Codeforces Round 859 (Div. 4)

A. Plus or Minus

#include <bits/stdc++.h>

using namespace std;

int32_t main() {
    ios::sync_with_stdio(false) , cin.tie(nullptr) , cout.tie(nullptr);
    int t;
    cin >> t;
    while( t-- )
    {
        int a, b, c;
        cin >> a >> b >> c;
        if (a + b == c) cout << "+\n";
        else cout << "-\n";
    }
    return 0;
}

B. Grab the Candies

#include <bits/stdc++.h>

using namespace std;

void solve(){
    int n;
    cin >> n;
    int a = 0 , b = 0;
    for( int x ; n ; n -- ){
        cin >> x;
        if( x & 1 ) b += x;
        else a += x;
    }
    if( a > b ) cout << "YES\n";
    else cout << "NO\n";
}

int32_t main() {
    ios::sync_with_stdio(false) , cin.tie(nullptr) , cout.tie(nullptr);
    int t; cin >> t;
    while( t -- )
        solve();
    return 0;
}

C. Find and Replace

把奇数位置的字符放入一个集合，把偶数位置的字符放入另一个集合，然后判断两个集合是否相交

#include <bits/stdc++.h>

using namespace std;

void solve() {
    int n;
    string s;
    cin >> n >> s;
    set<char> st;
    for (int i = 0; i < n; i += 2)
        st.insert(s[i]);

    for (int i = 1; i < n; i += 2) {
        if (st.find(s[i]) != st.end()) {
            cout << "NO\n";
            return;
        }
    }
    cout << "YES\n";
}

int32_t main() {
    ios::sync_with_stdio(false), cin.tie(nullptr), cout.tie(nullptr);
    int t;
    cin >> t;
    while (t--) solve();
    return 0;
}

D. Odd Queries

前缀和

#include <bits/stdc++.h>

using namespace std;

#define int long long

void solve(){
    int n , q ;
    cin >> n >> q;
    vector<int> a(n+1);
    for( int i = 1 ; i <= n ; i ++ ) cin >> a[i];
    for( int i = 1 ; i <= n ; i ++ ) a[i] += a[i-1];
    for( int l , r , k , t; q ; q -- ){
        cin >> l >> r >> k;
        t = a[n] - a[r] + a[l-1] + ( l + r - 1 ) * k;
        if( t  & 1 ) cout << "YES\n";
        else cout << "NO\n";
    }
}

int32_t main() {
    ios::sync_with_stdio(false) , cin.tie(nullptr) , cout.tie(nullptr);
    int t;
    cin >> t;
    while( t -- )
        solve();
    return 0;
}

E. Interview

这题其实不算难，就是交互题，二分判断一下就好。

#include <bits/stdc++.h>

using namespace std;

#define int long long

void solve() {
    int n, q;
    cin >> n;
    vector<int> a(n + 1);
    for (int i = 1; i <= n; i++) cin >> a[i], a[i] += a[i - 1];
    int l = 1 , r = n , mid , res , t;
    while( l <= r ){
        mid = ( l + r ) >> 1;
        cout << "? " << ( mid - l + 1 ) << " ";
        for( int i = l ; i <= mid ; i ++ ) cout << i << " ";
        cout << endl;
        cin >> t;
        if( t == a[mid] - a[l-1] ) l = mid + 1;
        else r = mid - 1 , res = mid;
    }
    cout << "! " << res<< endl;
    return ;
}

int32_t main() {
    int t;
    cin >> t;
    while (t--)
        solve();
    return 0;
}

F. Bouncy Ball

同时维护点的坐标和方向向量，如果横坐标到边界就反向vx，如果纵坐标到边界就反向vy。

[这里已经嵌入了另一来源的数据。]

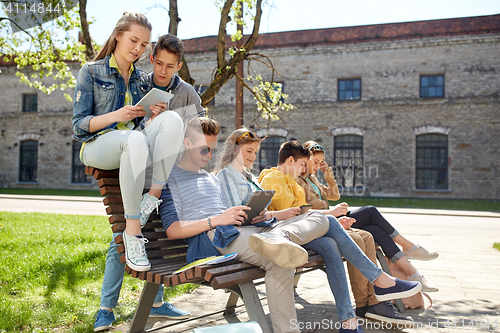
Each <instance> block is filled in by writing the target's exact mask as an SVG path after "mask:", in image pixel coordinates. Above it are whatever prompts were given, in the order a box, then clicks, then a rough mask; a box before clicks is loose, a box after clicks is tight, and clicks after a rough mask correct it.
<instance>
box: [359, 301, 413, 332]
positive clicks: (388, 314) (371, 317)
mask: <svg viewBox="0 0 500 333" xmlns="http://www.w3.org/2000/svg"><path fill="white" fill-rule="evenodd" d="M365 318H370V319H375V320H378V321H383V322H386V323H392V324H403V325H407V324H409V325H410V326H411V325H412V324H413V319H411V318H410V317H406V316H403V315H402V314H401V312H399V310H398V309H396V307H395V306H394V304H392V302H391V301H385V302H380V303H378V304H375V305H370V306H368V308H367V309H366V314H365Z"/></svg>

然后每次都计算出在当前方向上最多可以移动多远不用改变方向，然后一步移动过去。注意在移动前要判断目标点是否在移动的路径上。

#include <bits/stdc++.h>

using namespace std;

#define int long long

int read() {
    int x = 0, f = 1, ch = getchar();
    while ((ch < '0' || ch > '9') && ch != '-') ch = getchar();
    if (ch == '-') f = -1, ch = getchar();
    while (ch >= '0' && ch <= '9') x = (x << 3) + (x << 1) + ch - '0', ch = getchar();
    return x * f;
}

void solve() {
    int n = read(), m = read(), sx = read(), sy = read(), tx = read(), ty = read();
    string s;
    cin >> s;
    int vx, vy, cnt = 0, f, p, q, dx, dy;
    if (s[0] == 'D') vx = 1;
    else vx = -1;
    if (s[1] == 'R') vy = 1;
    else vy = -1;
    set<tuple<int, int, int, int> > st;
    while (sx != tx || sy != ty) {
        if (st.count(make_tuple(sx, sy, vx, vy)) != 0) {
            cout << "-1\n";
            return;
        }
        st.emplace(sx, sy, vx, vy);
        f = 0;
        if (sx == 1 && vx == -1) vx = 1, f = 1;
        if (sx == n && vx == 1) vx = -1, f = 1;
        if (sy == 1 && vy == -1) vy = 1, f = 1;
        if (sy == m && vy == 1) vy = -1, f = 1;

        if (vx == 1) p = n - sx;
        else p = sx - 1;
        if (vy == 1) q = m - sy;
        else q = sy - 1;
        p = min(p, q);
        cnt += f;
        dx = vx * abs(sx - tx), dy = vy * abs(sy - ty);
        if ( abs(dx) == abs(dy) && tx - sx == dx && ty - sy == dy) break;
        sx += vx * p, sy += vy * p;
    }
    printf("%lld\n", cnt);

}

int32_t main() {
    int t = read();
    while (t--)
        solve();
    return 0;
}

G. Subsequence Addition

G1,G2其实我只写了一遍。简单来说就是把数组排序，然后判断每一个数是否小于他的前缀之和。注意特判第一个数是不是 1。证明没有，但是我暴力推了长度为 5 的所有情况，发现是复合的。

#include <bits/stdc++.h>

using namespace std;

#define int long long

int read() {
    int x = 0, f = 1, ch = getchar();
    while ((ch < '0' || ch > '9') && ch != '-') ch = getchar();
    if (ch == '-') f = -1, ch = getchar();
    while (ch >= '0' && ch <= '9') x = (x << 3) + (x << 1) + ch - '0', ch = getchar();
    return x * f;
}

void solve() {
    int n = read();
    vector<int> c(n);
    for (auto &i: c) i = read();
    sort(c.begin(), c.end());
    if (c[0] != 1) {
        cout << "NO\n";
        return;
    }
    for( int i = 1 , sum = 1 ; i < n ; i ++ ){
        if( c[i] > sum ){
            cout << "NO\n";
            return;
        }
        sum += c[i];
    }
    cout << "YES\n";
    return;
}

int32_t main() {
    int t = read();
    while (t--)
        solve();
    return 0;
}